ECC vs non-ECC RAM and ZFS

Status
Not open for further replies.

nullfork

Cadet
Joined
Feb 25, 2014
Messages
5
Fair enough guys, all good points. I think my major failing was not realising that ZFS will detect a hash mismatch on a READ and then WRITE to fix it (or at least think it's fixed it). Taking that into account I can see how my proposal is flawed.

To be honest the end game with my suggestion was two fold; firstly to get a warning that you need to replace your RAM, and secondly to identify which particular file(s) are broken. I suppose if there was a way to just READ the file from disk without having ZFS do a hash check/fixup, then at least you could actually REALLY compare some hashes without ZFS stomping over the file system. It's also a shame that doing a complete RAM test is such an invasive procedure. If it could be done in userland along side a running NFS then that would be beneficial also.

FYI I'm not bothered about saving cash, I was just thinking about a way to give the thousands of non-ECC users out there an early warning. Personally I will be investing in ECC as soon as I've decided on the motherboard.
 

cyberjock

Inactive Account
Joined
Mar 25, 2012
Messages
19,526
Fair enough guys, all good points. I think my major failing was not realising that ZFS will detect a hash mismatch on a READ and then WRITE to fix it (or at least think it's fixed it). Taking that into account I can see how my proposal is flawed.
Good. Too many people really just don't "get" how ECC RAM is better. And the price is a bit higher, so if they can't perceive the difference, then they won't spend the extra money.

To be honest the end game with my suggestion was two fold; firstly to get a warning that you need to replace your RAM, and secondly to identify which particular file(s) are broken. I suppose if there was a way to just READ the file from disk without having ZFS do a hash check/fixup, then at least you could actually REALLY compare some hashes without ZFS stomping over the file system. It's also a shame that doing a complete RAM test is such an invasive procedure. If it could be done in userland along side a running NFS then that would be beneficial also.
In fact, even if you mount a pool as read-only, ZFS will still fix problems it finds because its considered part of it's self-healing and not a condition where you are adding more transactions to the pool. I actually learned this first-hand. ;)

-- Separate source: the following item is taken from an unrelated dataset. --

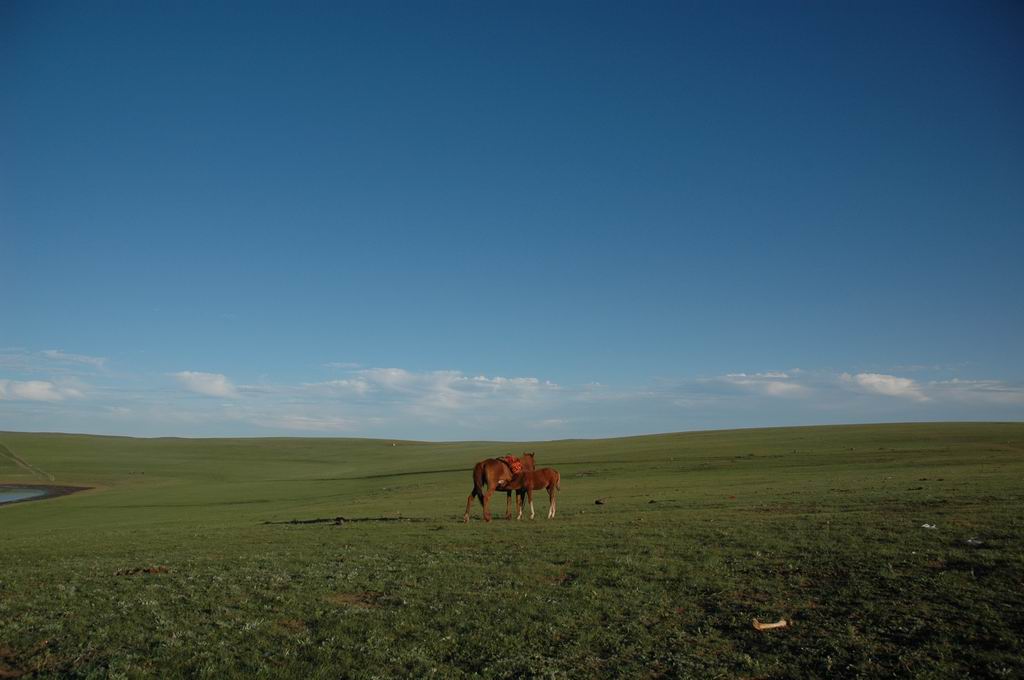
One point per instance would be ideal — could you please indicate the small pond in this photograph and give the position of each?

FYI I'm not bothered about saving cash, I was just thinking about a way to give the thousands of non-ECC users out there an early warning. Personally I will be investing in ECC as soon as I've decided on the motherboard.
I think that one of the reasons why it so hard to argue for the extra money is because too many people go with non-ECC RAM in their desktops and when things go bad they blame Windows. Everyone blames Windows for everything. On more than one occasion I've proved to friends(some that have degrees or certifications in this stuff).

Every time I've used a machine with bad RAM, the OS ended up trashed in the process. Why you'd expect less than that with ZFS is somewhat beyond me. Still others have never had a stick of RAM fail. I personally saw my first stick in 2005, then a second one in 2008, and then 2 more sticks in 2012. Up until 2005 I had a low tolerance for people claiming they'd seen large numbers(sometimes double-digit) sticks of RAM. In 2005 I worked in the military at a command that had over 1000 computers. We had 1 stick of RAM fail in those 1000 machines for the 3 years I was there. Finding the first stick of RAM that I could prove was *actually* bad RAM was like finding a pot of gold. For the previous 10 years I had never found one.

Even recently a friend mailed me a stick of bad RAM so I could do some ZFS experiments with it. Well, it got here and I wanted to see how bad the RAM was. I did almost 20 passes with memtest and never had an error. Just from my experience, I think that failed RAM is far far less frequent than many people realize. RAM tests can fail for other reasons too, and I think too many people aren't realizing this very simple fact. I really have to wonder how many sticks of RAM that are RMA'd really are bad. If I had to guess based on what I've seen, I'd guess less than 25%, and probably less than 10%.
 

nullfork

Cadet
Joined
Feb 25, 2014
Messages
5
Even recently a friend mailed me a stick of bad RAM so I could do some ZFS experiments with it. Well, it got here and I wanted to see how bad the RAM was. I did almost 20 passes with memtest and never had an error. Just from my experience, I think that failed RAM is far far less frequent than many people realize. RAM tests can fail for other reasons too, and I think too many people aren't realizing this very simple fact. I really have to wonder how many sticks of RAM that are RMA'd really are bad. If I had to guess based on what I've seen, I'd guess less than 25%, and probably less than 10%.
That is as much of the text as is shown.